Between Figuration and Abstraction: Rediscovering Stephen Greene

Author: Alan London

PHD Student, HAA

I spent time this past summer researching some mostly forgotten twentieth century American painters who negotiated, in assorted individual ways, the treacherous mid-century intersections of figuration and abstraction. One of the most interesting of them is Stephen Greene (1917-1999) who, after an extended crisis of artistic confidence, was inspired by a 1958 series of six lectures by Clement Greenberg to change, abruptly, his painting style from Renaissance-inspired realism to a kind of refashioned color-field approach.  

What luck for me to discover that the best before-and-after illustration of Greene’s turnabout is right here at the Carnegie Museum of Art, which owns an excellent example of each of Greene’s two major periods, Mourning (Five Figures with Candles) (oil on canvas, 1947) and Violet Light (oil on canvas, 1969). And what a boon to have the cooperation of Elizabeth Tufts Brown, CMOA Associate Registrar, and Hannah Turpin, Curatorial Assistant for Photography and Modern and Contemporary Art, in arranging for me to see these two paintings.

Stephen Greene’s work is virtually unknown today, and most museums that own his paintings, including the CMOA, do not have them on display. But it was not always so. In the March 20, 1950, issue of Life, Greene was featured as one of the magazine’s nineteen best artists in the United States under the age of 36. And seven months later, in its October 23, 1950, issue, Life gave Greene his own two-page spread, citing him as a highly successful painter whose work was bought up quickly by important museums and collectors. The CMOA picture, Mourning, while not reproduced in the article, is clearly in the same formal and emotional mode as his works about Holocaust themes that Life did reproduce, with the same dry, chalky tonality and the same bald, manikin-like figures, sharing space and sorrow but not communicating. Indeed, several of the figures in Mourning are variations on the candle-holding mourner in The Burial.

It’s rare to find examples of Greene’s figural work on the market, but there are plenty of opportunities to see his abstract paintings. In 2016, the Jason McCoy Gallery in New York had an exhibition of Greene’s large abstract paintings from the 1960s, curated by the artist’s daughter, Alison de Lima Greene, the Chief Curator of Modern and Contemporary Art at the Houston Museum of Fine Arts. Although the color worlds of the paintings in the 2016 exhibition are different from that of the CMOA’s example of Greene’s abstract work, Violet Light, the general formal impression the viewer gets is similar. As Ms. de Lima Greene explained in an exhibition presentation accessible at the above website: “As gesture and hue gained in importance, [Greene] brought a new quality of light to his paintings, working through subtle layers of oil washes, and bringing a quiet drama to his nuanced orchestrations of primary and secondary colors. At the same time, he allowed certain shapes to resonate, and fragments of ladders, props, and the human anatomy persist like latent memories.”  In my encounter with the later Greene picture in the CMOA collection, I see a boomerang (or a wishbone), a disposable razor, and maybe a kidney, all disbursed among the soft mauves and greys and brighter orange flashes of Violet Light.

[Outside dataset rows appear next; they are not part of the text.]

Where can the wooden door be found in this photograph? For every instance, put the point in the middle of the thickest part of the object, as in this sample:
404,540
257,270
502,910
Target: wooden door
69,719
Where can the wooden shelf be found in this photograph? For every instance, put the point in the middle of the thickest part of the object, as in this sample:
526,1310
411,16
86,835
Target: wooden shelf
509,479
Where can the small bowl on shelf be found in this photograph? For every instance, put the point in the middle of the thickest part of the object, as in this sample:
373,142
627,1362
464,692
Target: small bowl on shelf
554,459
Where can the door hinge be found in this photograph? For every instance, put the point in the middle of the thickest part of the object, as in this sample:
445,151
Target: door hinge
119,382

If I consider Stephen Greene as a case study in my dissertation, one theme through which his work could be explored could be that proposed by Michael Fried (who in the 1950s was Greene’s student at Princeton, as was Frank Stella) in a May, 1963, Arts Magazine article titled The Goals of Stephen Greene. “The crucial problem raised by Stephen Greene’s work is this: can a painter today make paintings which are meant to express a particular mood or attitude toward reality and which yet manage to satisfy the imperious and rather restricting demands of a sensibility trained on the abstract painting of the past twenty-five years?”

This remains an important question for the history of midcentury American art. The museum records that Elizabeth and Hannah were kind enough to share with me suggest that Mourning was a museum purchase in 1982 using the A. W. Mellon Acquisition Endowment Fund and that Violet Light was donated to the museum in 1983 by the art dealer from whom Mourning had been purchased.  There appears to be no record of either painting ever being exhibited in the Museum’s galleries, a fascinating reflection of Greene’s own position within the shifting sensibilities of American painting during and since the 1950s.